The emergency room staff were a little puzzled, normally I was on the ball with information and involved in planning of what was needed, but not on this night. I was a scrambled mess. You see earlier that day I had found my mother unconscious, and after having gotten to her hospital and discussing that she did not want to be resuscitated nor placed on any means of artificial life support, we sat with her knowing she would likely not make it through the night. Then a call from Bek – she’d had another bleed, a common complication of her end stage liver disease where her body made extra, but very weak blood vessels that would rupture and see her losing up to 400mls of blood at a time.  I said good bye to my mum and took Bek into hospital. Mum passed away at 8am the next morning.

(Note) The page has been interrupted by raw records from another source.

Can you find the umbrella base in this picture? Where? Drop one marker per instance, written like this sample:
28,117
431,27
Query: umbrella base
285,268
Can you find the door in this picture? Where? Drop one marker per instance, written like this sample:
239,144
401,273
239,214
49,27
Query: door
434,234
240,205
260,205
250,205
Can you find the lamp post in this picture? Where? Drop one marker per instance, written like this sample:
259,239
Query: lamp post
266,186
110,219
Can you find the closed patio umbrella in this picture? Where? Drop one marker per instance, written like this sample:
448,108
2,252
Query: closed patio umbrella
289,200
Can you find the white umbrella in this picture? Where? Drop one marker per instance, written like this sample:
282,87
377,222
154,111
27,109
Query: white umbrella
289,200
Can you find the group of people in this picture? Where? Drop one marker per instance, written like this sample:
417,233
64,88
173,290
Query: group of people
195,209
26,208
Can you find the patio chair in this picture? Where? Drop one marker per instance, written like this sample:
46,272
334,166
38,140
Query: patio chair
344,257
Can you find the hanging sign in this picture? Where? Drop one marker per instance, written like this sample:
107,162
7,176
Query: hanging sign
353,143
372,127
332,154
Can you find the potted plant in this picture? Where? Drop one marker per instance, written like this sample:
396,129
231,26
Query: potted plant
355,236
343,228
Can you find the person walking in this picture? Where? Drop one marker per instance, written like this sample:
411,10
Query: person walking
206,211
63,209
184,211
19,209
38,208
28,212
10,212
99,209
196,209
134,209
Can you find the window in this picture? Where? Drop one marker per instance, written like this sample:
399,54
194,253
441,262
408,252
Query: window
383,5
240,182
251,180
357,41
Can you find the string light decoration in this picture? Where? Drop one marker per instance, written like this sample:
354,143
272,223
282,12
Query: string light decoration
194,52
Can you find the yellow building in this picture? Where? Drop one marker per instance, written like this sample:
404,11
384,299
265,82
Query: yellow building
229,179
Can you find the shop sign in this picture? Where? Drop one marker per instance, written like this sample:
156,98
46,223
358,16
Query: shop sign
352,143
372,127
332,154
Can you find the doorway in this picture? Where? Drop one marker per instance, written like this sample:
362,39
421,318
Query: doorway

The doctors and nurses were great. As they looked after Bek, they looked after me too.  Although willing to try to stabilise her enough so I could get her home, it soon became apparent that the complications were now to a point that going home without a transplanted liver was not an option.  But as sick as Bek was I needed to plan and attend a funeral. Bek’s care needs were high and complex and, being a nurse myself, I was always able to continue a lot of Bek’s home care whilst she was in hospital. But this time was different, and the staff decided to allocate Bek her own nurse to allow me to leave her in the hospital to do what I needed to do. I was very grateful and I think too it gave the nursing and medical staff a better and deeper understanding of just how much care was needed, even at home, to keep Bek as stable and comfortable as possible.

The weeks rolled on and with them so did the complications, but I still recall that phone call in the middle of the night, we have a liver for Bek. The surgery was slow but went well. Recovery was not without complication, spending long enough in ICU for me to become familiar enough to be mistaken as a member of staff.

The planning of coming home brought excitement, but also stress when protocols and procedures stepped on family centred care and forgot to acknowledge the skills I had been using for years would easily transfer to taking home a newly transplanted patient.  But they were overcome in the end with the help of known and caring nurses.

With thanks to the miracle of transplant surgery and a precious gift of life given in someone else’s grief, Bek is now doing well with only the occasional admission needed for some of her other medical issues, and she enjoys her dancing and singing and generally just being a teenager – things that she had not been able to do for many years before her transplant.